EU Budget Meeting in Brussels
Germany's Chancellor Merkel, Britain's PM Cameron, Ireland's PM Kenny and EU Parliament President Schulz attend a meeting to discuss long-term budget in Brussels.

European leaders have agreed to the first budget reduction in EU history after overnight negotiations carved out spending cuts for the bloc over the next seven years.

Final terms of the deal have still to be revealed but some leaders briefed reporters in Brussels that a €960bn (£818bn/$1.29tn) ceiling had been reached after 15 hours of talks that pitted the austerity-led northern countries against the struggling economies in the south and the east of the world's largest economic area.

The agreement represents a €12bn pullback from the acrimonious budget talks that ended in failure in November, and €30bn from the previous seven-year budget deal.
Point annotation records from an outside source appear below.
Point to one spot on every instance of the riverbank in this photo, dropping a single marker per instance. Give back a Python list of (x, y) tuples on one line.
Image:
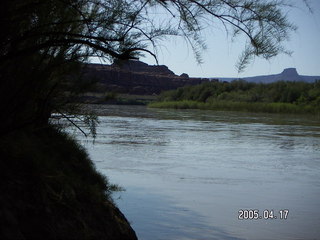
[(239, 106), (239, 95), (50, 189)]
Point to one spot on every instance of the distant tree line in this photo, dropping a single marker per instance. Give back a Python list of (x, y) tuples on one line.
[(281, 96)]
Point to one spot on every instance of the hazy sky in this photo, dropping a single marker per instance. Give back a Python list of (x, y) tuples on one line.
[(222, 54)]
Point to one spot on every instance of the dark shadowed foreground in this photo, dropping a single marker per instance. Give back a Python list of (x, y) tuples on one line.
[(51, 190)]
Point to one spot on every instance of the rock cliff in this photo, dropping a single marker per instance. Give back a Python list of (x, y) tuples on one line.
[(288, 74), (135, 77)]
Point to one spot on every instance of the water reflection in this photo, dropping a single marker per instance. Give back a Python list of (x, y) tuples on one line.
[(191, 170)]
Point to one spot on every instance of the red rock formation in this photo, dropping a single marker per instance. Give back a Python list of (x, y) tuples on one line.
[(135, 77)]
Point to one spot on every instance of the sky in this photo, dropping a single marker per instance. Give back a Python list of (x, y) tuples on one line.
[(221, 55)]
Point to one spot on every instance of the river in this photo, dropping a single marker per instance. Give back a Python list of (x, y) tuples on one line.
[(188, 173)]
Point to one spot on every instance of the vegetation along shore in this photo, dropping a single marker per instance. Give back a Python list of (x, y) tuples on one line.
[(239, 95)]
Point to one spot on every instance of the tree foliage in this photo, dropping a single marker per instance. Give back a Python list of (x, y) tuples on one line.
[(43, 43)]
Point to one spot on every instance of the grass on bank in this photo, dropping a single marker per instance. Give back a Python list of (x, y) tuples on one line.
[(239, 106), (239, 95)]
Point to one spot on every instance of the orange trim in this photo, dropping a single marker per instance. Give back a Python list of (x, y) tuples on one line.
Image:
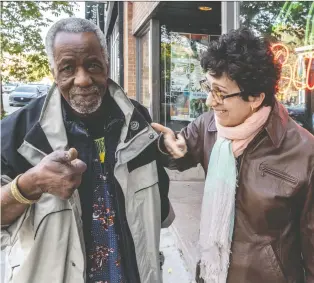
[(282, 53)]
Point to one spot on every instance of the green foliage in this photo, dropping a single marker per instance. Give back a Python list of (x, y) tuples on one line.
[(277, 18), (22, 48)]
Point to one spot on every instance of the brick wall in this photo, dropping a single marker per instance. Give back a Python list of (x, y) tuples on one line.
[(142, 11), (129, 52), (135, 16)]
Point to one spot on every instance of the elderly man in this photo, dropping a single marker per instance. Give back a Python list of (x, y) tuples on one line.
[(83, 193)]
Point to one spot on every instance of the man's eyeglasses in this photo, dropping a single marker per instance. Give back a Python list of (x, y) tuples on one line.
[(215, 93)]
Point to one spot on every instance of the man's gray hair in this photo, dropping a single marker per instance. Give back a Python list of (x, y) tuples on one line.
[(73, 25)]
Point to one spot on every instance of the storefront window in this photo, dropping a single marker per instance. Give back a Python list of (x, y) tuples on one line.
[(180, 75), (145, 96), (114, 54), (289, 26)]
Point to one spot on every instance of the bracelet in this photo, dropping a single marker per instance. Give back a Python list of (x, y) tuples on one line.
[(17, 194), (158, 145)]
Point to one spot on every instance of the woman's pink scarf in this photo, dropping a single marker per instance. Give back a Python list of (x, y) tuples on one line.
[(244, 133)]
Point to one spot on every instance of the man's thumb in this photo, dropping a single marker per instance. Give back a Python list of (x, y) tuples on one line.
[(64, 156)]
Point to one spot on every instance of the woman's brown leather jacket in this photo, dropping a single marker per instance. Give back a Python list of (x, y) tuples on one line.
[(274, 226)]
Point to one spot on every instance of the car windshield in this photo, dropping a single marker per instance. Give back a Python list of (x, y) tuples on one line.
[(26, 89)]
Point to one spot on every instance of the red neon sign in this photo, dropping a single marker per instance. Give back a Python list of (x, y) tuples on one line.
[(282, 55)]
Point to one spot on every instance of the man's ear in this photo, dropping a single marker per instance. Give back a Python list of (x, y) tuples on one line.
[(52, 70), (257, 100)]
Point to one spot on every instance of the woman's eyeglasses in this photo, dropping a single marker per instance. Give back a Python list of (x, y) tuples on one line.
[(215, 93)]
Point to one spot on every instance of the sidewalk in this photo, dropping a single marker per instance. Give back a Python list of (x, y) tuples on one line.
[(186, 199), (174, 268)]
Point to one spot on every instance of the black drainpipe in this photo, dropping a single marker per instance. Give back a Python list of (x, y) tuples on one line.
[(121, 15)]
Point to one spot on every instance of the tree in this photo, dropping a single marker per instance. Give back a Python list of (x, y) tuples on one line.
[(275, 18), (20, 39)]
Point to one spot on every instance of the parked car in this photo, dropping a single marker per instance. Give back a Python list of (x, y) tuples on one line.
[(9, 87), (44, 88), (24, 94), (297, 112)]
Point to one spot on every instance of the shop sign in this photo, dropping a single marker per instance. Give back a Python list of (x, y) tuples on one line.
[(298, 72), (95, 12)]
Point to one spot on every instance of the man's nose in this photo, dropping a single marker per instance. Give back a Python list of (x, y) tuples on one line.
[(82, 78)]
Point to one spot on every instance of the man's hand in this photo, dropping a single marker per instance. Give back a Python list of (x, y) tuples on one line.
[(175, 145), (59, 174)]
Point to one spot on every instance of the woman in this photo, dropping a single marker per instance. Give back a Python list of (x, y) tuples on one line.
[(257, 221)]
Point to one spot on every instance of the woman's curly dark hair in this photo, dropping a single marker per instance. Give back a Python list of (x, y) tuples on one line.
[(246, 59)]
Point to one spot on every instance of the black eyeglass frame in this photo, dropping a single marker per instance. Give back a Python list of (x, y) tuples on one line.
[(222, 97)]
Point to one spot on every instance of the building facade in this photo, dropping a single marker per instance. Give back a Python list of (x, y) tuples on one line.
[(155, 50)]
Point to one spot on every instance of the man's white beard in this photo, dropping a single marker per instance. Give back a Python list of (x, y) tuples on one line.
[(85, 107)]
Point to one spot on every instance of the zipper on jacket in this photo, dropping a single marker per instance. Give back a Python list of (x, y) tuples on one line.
[(267, 170)]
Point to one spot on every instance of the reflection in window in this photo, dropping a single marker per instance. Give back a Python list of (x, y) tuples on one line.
[(289, 27), (145, 97), (181, 95), (114, 54)]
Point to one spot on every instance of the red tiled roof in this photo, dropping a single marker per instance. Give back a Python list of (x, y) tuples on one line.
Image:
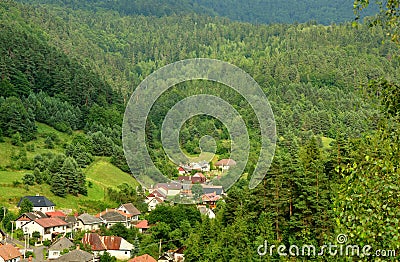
[(8, 252), (55, 214), (112, 242), (113, 210), (199, 175), (23, 219), (143, 258), (94, 241), (131, 209), (51, 222), (142, 224), (184, 178), (210, 197), (226, 162)]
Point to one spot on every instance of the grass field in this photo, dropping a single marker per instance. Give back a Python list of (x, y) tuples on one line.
[(101, 173)]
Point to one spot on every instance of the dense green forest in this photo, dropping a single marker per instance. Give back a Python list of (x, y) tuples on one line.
[(332, 89), (254, 11)]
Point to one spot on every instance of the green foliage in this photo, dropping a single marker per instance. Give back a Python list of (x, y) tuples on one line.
[(69, 179), (365, 205), (389, 17), (28, 179), (8, 221), (197, 190), (16, 121), (26, 206), (106, 257), (49, 144)]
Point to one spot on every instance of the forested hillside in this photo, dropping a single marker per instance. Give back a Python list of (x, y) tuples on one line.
[(336, 164), (254, 11)]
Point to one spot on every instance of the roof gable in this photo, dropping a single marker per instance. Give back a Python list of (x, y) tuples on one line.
[(8, 252), (143, 258), (61, 244), (37, 201), (89, 219), (131, 209), (76, 255), (51, 222)]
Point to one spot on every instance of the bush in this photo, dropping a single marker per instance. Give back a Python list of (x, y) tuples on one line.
[(28, 179)]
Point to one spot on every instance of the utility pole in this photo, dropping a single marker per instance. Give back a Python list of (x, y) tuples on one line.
[(159, 250)]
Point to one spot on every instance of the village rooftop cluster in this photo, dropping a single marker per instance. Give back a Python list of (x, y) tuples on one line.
[(49, 224)]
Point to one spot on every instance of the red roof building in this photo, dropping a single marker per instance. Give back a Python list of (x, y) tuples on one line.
[(55, 214), (143, 258), (9, 253)]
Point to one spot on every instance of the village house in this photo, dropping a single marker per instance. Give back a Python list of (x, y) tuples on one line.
[(28, 217), (143, 226), (56, 213), (47, 227), (208, 189), (40, 203), (3, 236), (173, 255), (86, 222), (162, 194), (143, 258), (59, 246), (202, 166), (170, 188), (206, 211), (76, 255), (115, 246), (197, 178), (210, 199), (111, 217), (9, 253), (153, 202), (130, 209), (225, 164), (71, 223)]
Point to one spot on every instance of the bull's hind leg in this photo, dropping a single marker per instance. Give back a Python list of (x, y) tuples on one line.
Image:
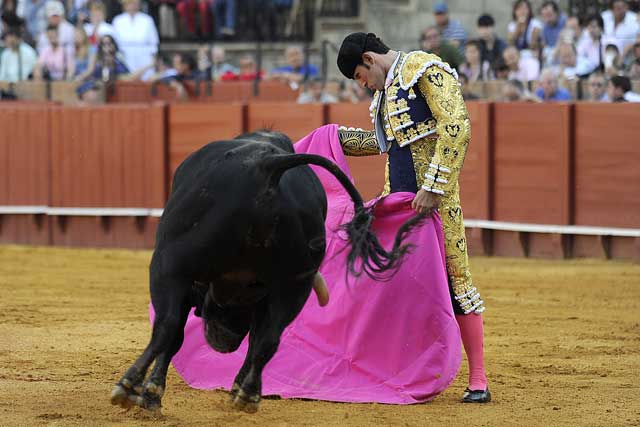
[(171, 302), (272, 316)]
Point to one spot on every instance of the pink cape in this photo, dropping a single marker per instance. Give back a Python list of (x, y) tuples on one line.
[(388, 342)]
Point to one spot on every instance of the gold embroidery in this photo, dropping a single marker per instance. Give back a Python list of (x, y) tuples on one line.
[(358, 142)]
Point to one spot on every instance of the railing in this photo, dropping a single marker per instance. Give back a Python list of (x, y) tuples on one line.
[(340, 8), (585, 8)]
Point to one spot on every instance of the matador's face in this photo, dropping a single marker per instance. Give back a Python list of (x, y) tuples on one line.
[(370, 74)]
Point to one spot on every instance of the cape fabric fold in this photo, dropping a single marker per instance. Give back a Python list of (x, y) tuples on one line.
[(387, 342)]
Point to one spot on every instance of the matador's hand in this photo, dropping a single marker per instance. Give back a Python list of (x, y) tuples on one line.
[(425, 201)]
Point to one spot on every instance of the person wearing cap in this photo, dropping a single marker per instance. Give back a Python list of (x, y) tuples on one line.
[(54, 11), (137, 36), (491, 46), (421, 122), (17, 59), (452, 31)]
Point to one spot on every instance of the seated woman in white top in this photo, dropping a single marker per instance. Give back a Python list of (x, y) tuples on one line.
[(525, 30)]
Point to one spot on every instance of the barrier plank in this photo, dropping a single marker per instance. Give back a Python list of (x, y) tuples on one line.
[(192, 125), (24, 171), (532, 163), (607, 176), (350, 115), (293, 119), (109, 156)]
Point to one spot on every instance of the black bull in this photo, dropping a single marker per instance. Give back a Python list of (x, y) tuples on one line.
[(241, 239)]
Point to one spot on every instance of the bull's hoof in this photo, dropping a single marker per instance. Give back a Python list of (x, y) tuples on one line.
[(246, 403), (234, 391), (120, 396), (149, 398)]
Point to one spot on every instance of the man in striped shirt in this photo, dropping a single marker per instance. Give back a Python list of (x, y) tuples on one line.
[(451, 30)]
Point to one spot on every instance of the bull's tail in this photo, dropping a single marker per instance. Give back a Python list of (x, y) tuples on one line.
[(375, 261)]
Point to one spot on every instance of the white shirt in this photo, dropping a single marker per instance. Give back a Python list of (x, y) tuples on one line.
[(137, 39), (528, 70), (625, 33), (12, 64), (104, 29), (66, 38), (632, 97)]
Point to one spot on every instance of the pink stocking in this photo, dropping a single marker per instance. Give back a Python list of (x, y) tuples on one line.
[(471, 329)]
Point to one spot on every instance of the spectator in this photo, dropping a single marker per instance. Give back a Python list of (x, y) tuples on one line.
[(619, 90), (548, 89), (554, 21), (78, 12), (89, 94), (467, 93), (186, 68), (598, 88), (249, 69), (491, 46), (187, 11), (620, 24), (295, 72), (590, 46), (514, 91), (474, 68), (137, 36), (570, 65), (11, 21), (215, 68), (82, 49), (634, 70), (35, 17), (315, 93), (432, 43), (612, 60), (97, 26), (54, 62), (451, 30), (106, 65), (161, 69), (524, 30), (634, 54), (18, 59), (574, 25), (54, 11), (225, 14), (501, 69), (525, 69)]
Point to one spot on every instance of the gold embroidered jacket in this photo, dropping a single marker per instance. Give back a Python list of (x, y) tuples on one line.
[(424, 99)]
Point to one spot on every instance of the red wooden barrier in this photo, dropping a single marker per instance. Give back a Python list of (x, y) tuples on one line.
[(607, 159), (24, 170), (193, 125), (532, 164), (295, 120), (111, 156), (350, 115)]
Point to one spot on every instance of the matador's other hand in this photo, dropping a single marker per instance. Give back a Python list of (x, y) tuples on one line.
[(425, 201)]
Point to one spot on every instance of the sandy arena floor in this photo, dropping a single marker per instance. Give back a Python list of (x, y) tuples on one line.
[(562, 348)]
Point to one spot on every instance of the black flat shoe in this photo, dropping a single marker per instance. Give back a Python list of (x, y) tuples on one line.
[(476, 396)]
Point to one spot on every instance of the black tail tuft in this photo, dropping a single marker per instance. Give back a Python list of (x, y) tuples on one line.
[(375, 261)]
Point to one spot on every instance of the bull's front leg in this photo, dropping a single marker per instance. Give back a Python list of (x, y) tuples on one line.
[(271, 317), (171, 302)]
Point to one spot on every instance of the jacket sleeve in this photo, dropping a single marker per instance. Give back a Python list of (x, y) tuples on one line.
[(358, 142), (444, 96)]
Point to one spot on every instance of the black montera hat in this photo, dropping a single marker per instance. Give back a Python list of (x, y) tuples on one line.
[(350, 54)]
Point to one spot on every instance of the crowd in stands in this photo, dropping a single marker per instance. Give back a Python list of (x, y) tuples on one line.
[(546, 56)]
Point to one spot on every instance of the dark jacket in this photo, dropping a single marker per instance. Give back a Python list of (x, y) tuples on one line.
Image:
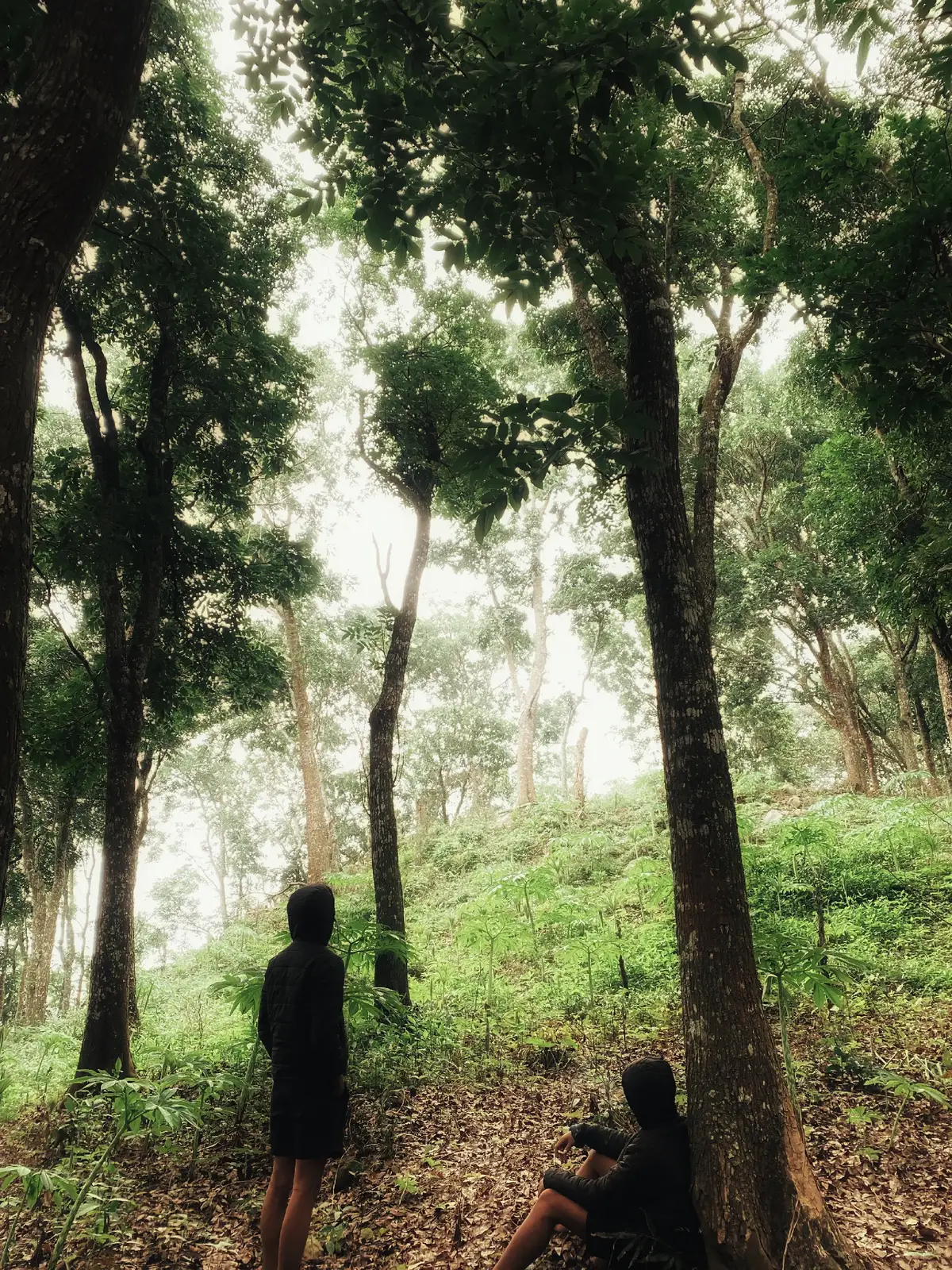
[(649, 1189), (301, 1020)]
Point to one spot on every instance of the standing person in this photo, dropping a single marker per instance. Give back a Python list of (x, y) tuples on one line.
[(631, 1198), (301, 1026)]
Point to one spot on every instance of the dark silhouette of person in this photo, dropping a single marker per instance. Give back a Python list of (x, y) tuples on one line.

It was the first real-term cut in EU budget history.

While the UK, Germany, the Netherlands, Denmark, Sweden and Finland wanted deep budget cuts, southern beneficiaries preferred less stringent reductions.

Prime Minister David Cameron, who was at the talks, had demanded tens of billions of euros in cuts from the proposed budget.

"The numbers that were put forward were much too high. They need to come down, and if they don't come down, there won't be a deal," he said on his way to Brussels for the two-day summit.

"The EU should not be immune to the sorts of pressure we have to reduce spending, find efficiencies and spend wisely - what we are all doing. There is a possible deal to be done - if they want to do it".

While Cameron met close allies in the bloc, German Chancellor Angela Merkel and the president of the European Council, Herman Van Rompuy, along with European Commission president Jose Manuel Barroso and French President Francois Hollande snubbed the key meeting amid indications of a budget compromise.